A team of astronomers has discovered the most distant cluster of red galaxies ever observed using FourStar, a new and powerful near-infrared camera on the 6.5m Magellan Baade Telescope. The galaxy cluster is located 10.5 billion light years away in the direction of the constellation Leo. It is made up of 30 galaxies packed closely together, forming the earliest known "galaxy city" in the universe.
The findings will be published in the Astrophysical Journal Letters.
Remarkably, the cluster was completely missed by previous surveys, which searched this region of the sky for thousands of hours and were conducted by all the major ground- and space-based observing facilities, including the Hubble Space Telescope. Despite these intense observations, accurate distances for such faint and distant galaxies were missing until the advent of FourStar.
Eric Persson of the Carnegie Observatories* led the development of the new camera that enabled these observations. Persson and his team--which includes Carnegie's David Murphy, Andy Monson, Dan Kelson, Pat McCarthy, and Ryan Quadri--equipped FourStar with five special filters to collect images that are sensitive to narrow slices of the near-infrared spectrum. This powerful approach allows them to measure accurate distances between Earth and thousands of distant galaxies at one time, providing a 3-D map of the early universe.

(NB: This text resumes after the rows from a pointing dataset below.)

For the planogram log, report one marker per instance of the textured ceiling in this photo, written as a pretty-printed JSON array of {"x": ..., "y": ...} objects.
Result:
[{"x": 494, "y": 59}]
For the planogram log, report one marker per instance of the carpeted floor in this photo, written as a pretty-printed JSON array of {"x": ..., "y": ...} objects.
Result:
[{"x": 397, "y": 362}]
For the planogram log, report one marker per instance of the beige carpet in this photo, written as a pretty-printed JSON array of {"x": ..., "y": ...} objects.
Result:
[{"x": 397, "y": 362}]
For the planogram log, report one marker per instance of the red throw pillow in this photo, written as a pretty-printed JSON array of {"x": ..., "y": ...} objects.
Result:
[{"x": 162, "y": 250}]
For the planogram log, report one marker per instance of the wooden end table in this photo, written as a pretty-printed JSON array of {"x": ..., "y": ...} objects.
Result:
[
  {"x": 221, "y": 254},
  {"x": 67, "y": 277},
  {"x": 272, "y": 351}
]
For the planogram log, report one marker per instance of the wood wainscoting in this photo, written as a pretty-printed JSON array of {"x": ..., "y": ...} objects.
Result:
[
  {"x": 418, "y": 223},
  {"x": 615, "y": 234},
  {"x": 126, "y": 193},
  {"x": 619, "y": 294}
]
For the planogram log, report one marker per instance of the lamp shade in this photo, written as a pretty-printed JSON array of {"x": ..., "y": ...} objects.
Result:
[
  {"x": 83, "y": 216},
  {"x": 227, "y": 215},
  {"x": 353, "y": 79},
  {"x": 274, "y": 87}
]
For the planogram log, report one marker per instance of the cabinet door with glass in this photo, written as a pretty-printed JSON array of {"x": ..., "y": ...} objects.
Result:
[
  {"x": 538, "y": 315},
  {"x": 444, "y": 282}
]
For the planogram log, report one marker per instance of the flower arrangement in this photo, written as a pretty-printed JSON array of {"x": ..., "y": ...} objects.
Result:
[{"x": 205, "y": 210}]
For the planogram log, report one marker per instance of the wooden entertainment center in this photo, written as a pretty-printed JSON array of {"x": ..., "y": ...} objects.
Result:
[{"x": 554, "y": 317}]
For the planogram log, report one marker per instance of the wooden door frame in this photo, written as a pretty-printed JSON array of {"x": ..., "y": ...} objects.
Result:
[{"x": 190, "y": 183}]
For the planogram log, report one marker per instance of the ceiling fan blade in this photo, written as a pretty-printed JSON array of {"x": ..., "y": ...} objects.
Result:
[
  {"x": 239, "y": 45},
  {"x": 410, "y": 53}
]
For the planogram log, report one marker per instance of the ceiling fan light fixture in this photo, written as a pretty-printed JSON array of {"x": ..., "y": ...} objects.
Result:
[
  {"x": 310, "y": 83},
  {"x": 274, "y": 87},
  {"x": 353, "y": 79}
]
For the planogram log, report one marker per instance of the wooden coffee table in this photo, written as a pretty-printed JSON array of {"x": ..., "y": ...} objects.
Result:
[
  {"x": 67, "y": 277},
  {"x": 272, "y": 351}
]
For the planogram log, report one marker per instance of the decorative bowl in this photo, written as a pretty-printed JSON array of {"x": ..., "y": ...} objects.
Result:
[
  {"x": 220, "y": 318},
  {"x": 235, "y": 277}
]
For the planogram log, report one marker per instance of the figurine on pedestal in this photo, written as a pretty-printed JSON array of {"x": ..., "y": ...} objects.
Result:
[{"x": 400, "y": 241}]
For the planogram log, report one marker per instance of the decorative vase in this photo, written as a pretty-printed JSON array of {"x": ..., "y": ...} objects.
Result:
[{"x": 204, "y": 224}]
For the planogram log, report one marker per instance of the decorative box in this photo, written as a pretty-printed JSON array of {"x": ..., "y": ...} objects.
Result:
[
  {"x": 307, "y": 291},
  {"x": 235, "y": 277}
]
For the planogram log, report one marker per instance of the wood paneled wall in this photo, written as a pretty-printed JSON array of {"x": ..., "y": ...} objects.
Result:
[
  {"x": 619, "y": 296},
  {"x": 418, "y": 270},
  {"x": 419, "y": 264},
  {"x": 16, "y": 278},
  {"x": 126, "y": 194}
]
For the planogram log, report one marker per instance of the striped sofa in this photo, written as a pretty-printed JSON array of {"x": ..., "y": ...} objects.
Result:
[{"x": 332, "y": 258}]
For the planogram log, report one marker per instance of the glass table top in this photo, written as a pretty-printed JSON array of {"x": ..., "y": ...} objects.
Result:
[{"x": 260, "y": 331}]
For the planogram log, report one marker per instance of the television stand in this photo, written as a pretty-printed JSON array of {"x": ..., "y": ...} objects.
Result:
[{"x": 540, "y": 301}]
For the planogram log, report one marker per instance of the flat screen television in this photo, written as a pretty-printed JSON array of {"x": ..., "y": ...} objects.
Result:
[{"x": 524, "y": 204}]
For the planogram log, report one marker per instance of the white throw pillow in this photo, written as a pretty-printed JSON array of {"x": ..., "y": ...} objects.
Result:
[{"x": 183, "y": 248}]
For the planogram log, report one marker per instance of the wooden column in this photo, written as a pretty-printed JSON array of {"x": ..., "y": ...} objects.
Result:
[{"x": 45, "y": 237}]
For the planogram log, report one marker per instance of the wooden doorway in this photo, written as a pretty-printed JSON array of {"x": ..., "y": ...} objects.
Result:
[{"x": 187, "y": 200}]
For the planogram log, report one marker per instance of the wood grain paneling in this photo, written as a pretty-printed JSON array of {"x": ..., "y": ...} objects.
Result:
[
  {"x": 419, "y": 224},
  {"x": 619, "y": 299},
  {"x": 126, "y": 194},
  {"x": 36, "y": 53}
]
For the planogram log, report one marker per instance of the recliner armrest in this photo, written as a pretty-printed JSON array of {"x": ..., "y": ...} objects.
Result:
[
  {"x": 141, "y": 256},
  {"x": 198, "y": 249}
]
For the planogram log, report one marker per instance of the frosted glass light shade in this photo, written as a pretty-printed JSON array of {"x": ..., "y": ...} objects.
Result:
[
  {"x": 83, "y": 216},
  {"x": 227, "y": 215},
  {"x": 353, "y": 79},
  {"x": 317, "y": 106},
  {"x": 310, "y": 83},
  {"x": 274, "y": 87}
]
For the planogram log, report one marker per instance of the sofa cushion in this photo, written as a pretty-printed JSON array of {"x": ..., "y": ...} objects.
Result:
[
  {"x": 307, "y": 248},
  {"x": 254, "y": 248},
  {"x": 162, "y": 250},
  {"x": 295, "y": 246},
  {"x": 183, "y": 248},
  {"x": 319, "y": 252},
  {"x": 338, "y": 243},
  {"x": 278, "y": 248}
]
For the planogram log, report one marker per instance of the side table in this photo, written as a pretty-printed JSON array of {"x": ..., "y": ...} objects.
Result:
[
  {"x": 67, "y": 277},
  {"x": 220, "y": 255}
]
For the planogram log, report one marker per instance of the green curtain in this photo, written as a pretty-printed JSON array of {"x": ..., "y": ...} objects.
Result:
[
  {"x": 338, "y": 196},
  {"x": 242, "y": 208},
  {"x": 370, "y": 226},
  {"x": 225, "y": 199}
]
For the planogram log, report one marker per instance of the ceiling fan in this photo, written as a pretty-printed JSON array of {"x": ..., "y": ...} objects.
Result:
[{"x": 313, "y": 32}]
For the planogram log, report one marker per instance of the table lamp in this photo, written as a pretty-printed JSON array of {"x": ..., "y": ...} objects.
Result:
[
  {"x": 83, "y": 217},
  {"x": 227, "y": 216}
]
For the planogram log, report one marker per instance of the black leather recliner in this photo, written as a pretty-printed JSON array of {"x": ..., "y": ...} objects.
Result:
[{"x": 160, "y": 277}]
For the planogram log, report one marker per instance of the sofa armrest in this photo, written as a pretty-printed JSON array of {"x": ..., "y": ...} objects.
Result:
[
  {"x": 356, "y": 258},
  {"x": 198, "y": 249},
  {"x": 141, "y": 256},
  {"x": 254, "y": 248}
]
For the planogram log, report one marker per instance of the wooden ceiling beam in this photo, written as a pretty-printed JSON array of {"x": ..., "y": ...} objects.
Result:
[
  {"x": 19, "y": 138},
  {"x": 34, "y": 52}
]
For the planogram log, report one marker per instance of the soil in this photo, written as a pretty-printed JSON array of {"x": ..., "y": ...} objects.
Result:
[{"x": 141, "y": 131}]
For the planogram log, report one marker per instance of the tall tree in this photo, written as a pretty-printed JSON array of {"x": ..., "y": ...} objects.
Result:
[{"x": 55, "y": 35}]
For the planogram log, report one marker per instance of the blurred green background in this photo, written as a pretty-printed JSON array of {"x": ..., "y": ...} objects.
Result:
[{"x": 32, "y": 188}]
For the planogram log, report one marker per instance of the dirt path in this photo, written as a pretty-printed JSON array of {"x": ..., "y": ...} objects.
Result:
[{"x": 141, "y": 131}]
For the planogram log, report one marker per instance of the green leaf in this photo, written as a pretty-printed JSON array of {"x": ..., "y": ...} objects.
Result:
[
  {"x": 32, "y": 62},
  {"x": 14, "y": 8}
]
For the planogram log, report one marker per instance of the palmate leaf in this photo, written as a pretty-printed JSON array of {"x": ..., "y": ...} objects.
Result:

The 3-D map revealed the conspicuous concentration of galaxies that existed when the universe was only three billion years old.
"This means the galaxy cluster is still young and should continue to grow into an extremely dense structure possibly containing thousands of galaxies," explained lead author Lee Spitler of Australia's Swinburne University of Technology. Studying this system will help astronomers understand how galaxies are influenced by their environment, evolve, and assemble into larger structures.
The finding is part of a larger survey, the FourStar Galaxy Evolution Survey ("Z-FOURGE"), led by Dr. Ivo Labbé, a former Carnegie postdoctoral fellow, now at Leiden Observatory in the Netherlands. The focus of the survey is to address a classical problem in observational astronomy: determining distances. Only then do you know if a point of light is a star in our Milky Way, a small nearby galaxy, or a large one very far away.
The Z-FOURGE observations are being conducted using the Magellan 6.5- meter telescope at Carnegie's Las Campanas Observatory in Chile. From the first six months of the survey, the team obtained accurate distances for faint galaxies over a region roughly one-fifth the apparent size of the Moon. Though the area is relatively small, they found about a thousand galaxies at even greater distances than the new cluster.